A new home was found for it on the site of the Richmond Infant School on South Road, Marleston, in February 1983, when it was renamed Warriappendi. The school took on an Aboriginal focus, and the new name was chosen by the founders in association with Narungga man Peter Buckskin (Note: Formerly Dean of Aboriginal Engagement and Strategic Projects at the University of South Australia, as of 2025, chair of the South Australian Aboriginal Education and Training Consultative Committee and the Co-Chair of the National Aboriginal and Torres Strait Islander Education Corporation) and in consultation with Kaurna people. The word Warriappendi means "to seek" or "searching for" in the Kaurna language, and marked the first time that Kaurna people themselves had chosen ta Kaurna word for public naming purposes.

In February 2025, Warriappendi Secondary School relocated to a new site in Ann Nelson Drive, Thebarton, due to the River Torrens to Darlington road-building project.

==Description and governance==
Warriappendi Secondary School is a high school for Aboriginal students, located at 7 Ann Nelson Drive, Thebarton. As of November 2025 around 80 students are enrolled at the school. As of 2025, Craig Bailey is principal of the school.

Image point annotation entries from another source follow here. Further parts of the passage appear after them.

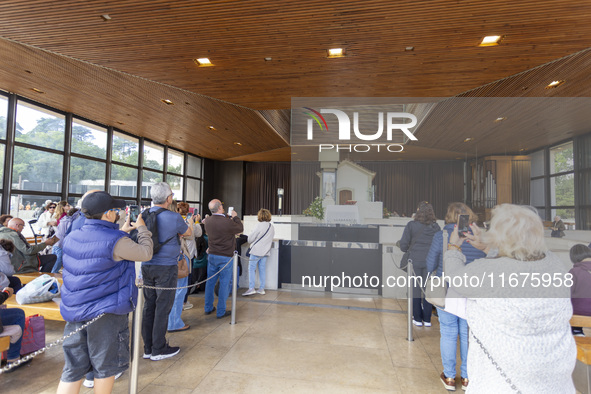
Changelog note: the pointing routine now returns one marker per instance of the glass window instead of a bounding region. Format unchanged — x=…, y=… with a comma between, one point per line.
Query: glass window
x=89, y=140
x=537, y=193
x=562, y=190
x=3, y=116
x=153, y=156
x=193, y=190
x=176, y=184
x=25, y=206
x=561, y=158
x=37, y=170
x=86, y=175
x=39, y=126
x=175, y=162
x=537, y=163
x=125, y=149
x=123, y=181
x=149, y=178
x=194, y=167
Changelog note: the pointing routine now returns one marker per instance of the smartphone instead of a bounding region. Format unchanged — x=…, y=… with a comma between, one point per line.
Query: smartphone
x=134, y=212
x=463, y=225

The school accommodates up to 150 students, and includes spaces for yarning, cultural learning, drama and music, as well as STEM laboratories, a library, a commercial kitchen, visual and digital arts spaces, and a 900 m2 gymnasium.

==Building==
The new building, which opened on 3 November 2025, was designed by JPE Design Studio and built by BADGE Constructions, in consultation with the school community and with employment of Aboriginal and Torres Strait Islander workers in mind.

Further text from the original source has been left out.